Why do TV shows and movies hide logos?

Have you ever wondered why some TV shows go to great lengths to cover up logos on laptops and other popular products? The reasons for this are seemingly simple, but not necessarily clear-cut.

You've probably seen this on TV many times: a character is using a laptop or a group of experts are sitting around a table with their tablets discussing the latest topics. Instead of a familiar logo, however, there is a general sticker on the device. Most of the time it will be an Apple laptop, but you will also find that it is the case with Dells and other manufacturers as well.

It doesn't end there. This also happens with other products. Whether it's clothing brands or soft drinks, TV and film producers cover up product logos or blur (as is often the case with reality TV) logos. The practice of using a simple piece of tape to cover up a logo is commonly known as "greeking" and is significantly less expensive than using a computer to pixelate a logo.

Other times, TV shows and movies are made an imaginary brand that is very close to the brand it is imitating, but only so different that it is impossible to sue. It's not hard to see what is mocking the imaginary brand, and the audience can draw the obvious comparison more meaningfully than just showing the original product.

But why should anyone do that? Is it illegal to display logos on TV without the trademark owner's permission?

Why are you doing that?

This practice is commonly known as product shift. You've probably heard of product placement, which is where brands pay money for a TV show to use their products on camera. Product relocation is the opposite of where a show removes a trademarked product. There are a few reasons this can happen.

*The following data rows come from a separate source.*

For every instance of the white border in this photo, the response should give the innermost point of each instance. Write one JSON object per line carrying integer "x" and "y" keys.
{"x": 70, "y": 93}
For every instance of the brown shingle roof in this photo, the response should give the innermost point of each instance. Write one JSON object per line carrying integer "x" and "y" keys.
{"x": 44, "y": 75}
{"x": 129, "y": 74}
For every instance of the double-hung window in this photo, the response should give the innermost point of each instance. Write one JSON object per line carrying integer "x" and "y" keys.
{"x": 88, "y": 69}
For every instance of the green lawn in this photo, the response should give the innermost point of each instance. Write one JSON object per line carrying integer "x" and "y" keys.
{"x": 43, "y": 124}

First of all, a brand owner may require a license fee to display the logo, especially if someone created their own product and placed a brand logo on it. You can't just use an existing brand's logo without first obtaining a license to do so. There is still a lot to do before a company can display a brand logo on their own product. Why would the show want to pay money when it could just as easily cover it up?

There is also the issue of free advertising. If you could get a brand paid to display their logo on your show, why would you want to show it off for free? If a broadcaster does not want to give away airtime to Apple or Nike, the logo is hidden to prevent this. Conflicts of interest can also arise, meaning a network can have multiple advertisers who all pay good money for commercials. The last thing a network wants is to give the impression that it prefers or explicitly supports a particular company.

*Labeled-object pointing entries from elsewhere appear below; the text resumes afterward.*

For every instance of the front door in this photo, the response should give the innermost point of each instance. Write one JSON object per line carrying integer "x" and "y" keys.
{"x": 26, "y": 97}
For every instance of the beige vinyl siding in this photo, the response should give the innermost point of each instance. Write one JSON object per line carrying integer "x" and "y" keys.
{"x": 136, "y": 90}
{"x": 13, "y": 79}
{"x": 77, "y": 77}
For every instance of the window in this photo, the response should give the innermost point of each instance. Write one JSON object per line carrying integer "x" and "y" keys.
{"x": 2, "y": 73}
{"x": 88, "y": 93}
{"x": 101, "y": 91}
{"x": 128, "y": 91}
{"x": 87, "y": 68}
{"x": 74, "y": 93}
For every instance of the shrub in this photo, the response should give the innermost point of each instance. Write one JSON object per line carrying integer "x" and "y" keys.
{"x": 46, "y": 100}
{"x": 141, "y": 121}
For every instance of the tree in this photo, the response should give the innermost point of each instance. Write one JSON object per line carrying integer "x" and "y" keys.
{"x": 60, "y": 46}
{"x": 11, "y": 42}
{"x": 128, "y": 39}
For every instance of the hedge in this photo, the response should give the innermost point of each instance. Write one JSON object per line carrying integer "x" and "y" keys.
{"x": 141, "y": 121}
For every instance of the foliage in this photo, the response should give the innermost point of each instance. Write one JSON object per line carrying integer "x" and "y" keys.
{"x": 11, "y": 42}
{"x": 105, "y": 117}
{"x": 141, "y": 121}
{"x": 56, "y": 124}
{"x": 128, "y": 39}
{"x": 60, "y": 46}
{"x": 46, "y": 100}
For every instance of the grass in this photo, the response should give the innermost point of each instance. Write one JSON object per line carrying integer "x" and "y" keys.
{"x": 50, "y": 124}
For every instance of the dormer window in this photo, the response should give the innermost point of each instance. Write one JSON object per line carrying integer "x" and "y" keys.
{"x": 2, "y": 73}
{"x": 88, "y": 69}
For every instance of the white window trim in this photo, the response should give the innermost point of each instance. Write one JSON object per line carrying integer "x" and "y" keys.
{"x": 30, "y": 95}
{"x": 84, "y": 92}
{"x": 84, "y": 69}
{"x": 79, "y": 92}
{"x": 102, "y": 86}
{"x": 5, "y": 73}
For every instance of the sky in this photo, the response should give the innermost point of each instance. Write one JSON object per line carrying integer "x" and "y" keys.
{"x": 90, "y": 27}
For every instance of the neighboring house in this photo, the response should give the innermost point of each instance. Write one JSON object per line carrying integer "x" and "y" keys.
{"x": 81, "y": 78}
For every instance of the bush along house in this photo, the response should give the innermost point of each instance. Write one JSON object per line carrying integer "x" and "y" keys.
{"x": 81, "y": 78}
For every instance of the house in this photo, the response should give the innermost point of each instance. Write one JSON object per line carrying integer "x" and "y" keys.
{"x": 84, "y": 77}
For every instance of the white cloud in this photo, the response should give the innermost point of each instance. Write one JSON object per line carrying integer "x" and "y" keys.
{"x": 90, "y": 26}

Finally, there are cases when a trademark owner is eligible object This is especially true when a product is presented in a negative light. For example, NBC was recently sued over an episode of Heroes, one of the characters putting her hand in a garbage disposal. During the scene, the disposal InSinkErator logo can be clearly seen. InSinkErator's parent company, Emerson Electronics, strongly disagreed and immediately took legal action.

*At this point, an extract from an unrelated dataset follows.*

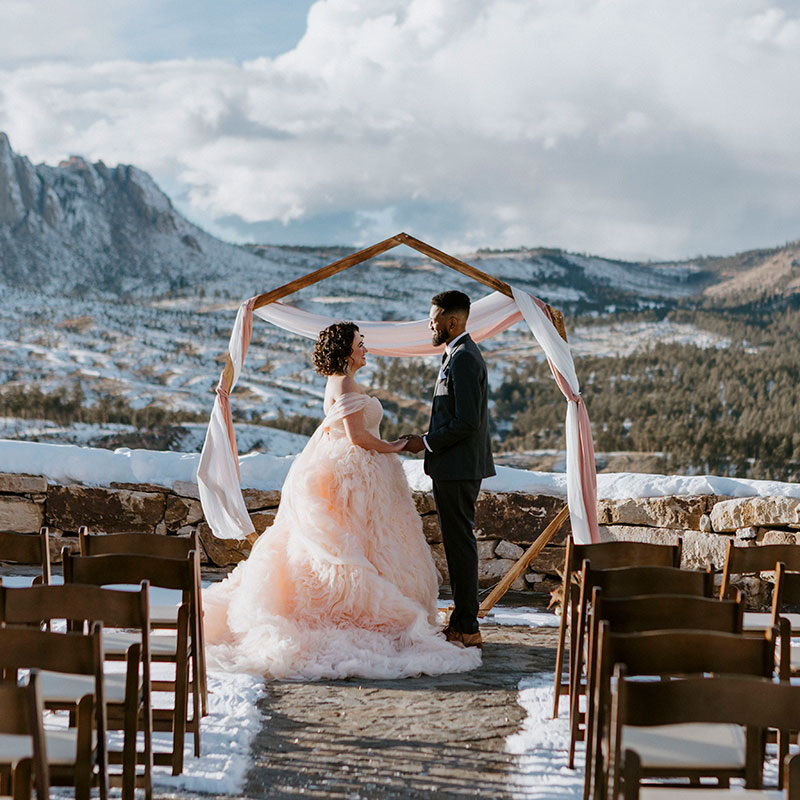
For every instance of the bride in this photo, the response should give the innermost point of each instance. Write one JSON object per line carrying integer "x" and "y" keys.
{"x": 343, "y": 583}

It may seem like an exaggerated reaction, but many companies don't want their products to be flattered. For this reason, you will often see reports from men on the street in which respondents are wearing clothing with pixelated logos. Should any of these people say or do something that might be embarrassing, the media outlet could counter a blow to the brand owner of that apparel logo.

Legal or illegal?

With that in mind, let's look at our original question: is it illegal to put logos on clothing, food, computers, etc.? The simple answer is "no". It's not illegal at all. In fact, everything is covered under fair use. Just as you or anyone has the right to name the NFL championship game "The Super Bowl" and record it and speak to other people about it regardless of what the NFL would have you believe.

The same applies to everything else, whether it's a can of Coca Cola or a jacket from Adidas or a laptop from Apple. Television and film producers are on their guard in most cases. Nobody wants to pay for an unfortunate oversight like the InSinkErator / NBC debacle. What NBC did was technically not illegal, but Emerson felt it was "portraying the disposer in an unsavory light that irreparably tarnishes the product" as a gain from another company's trademark.

Ultimately, however, it also means that nobody gets free advertising - and companies continue to receive incentives to pay for product placement.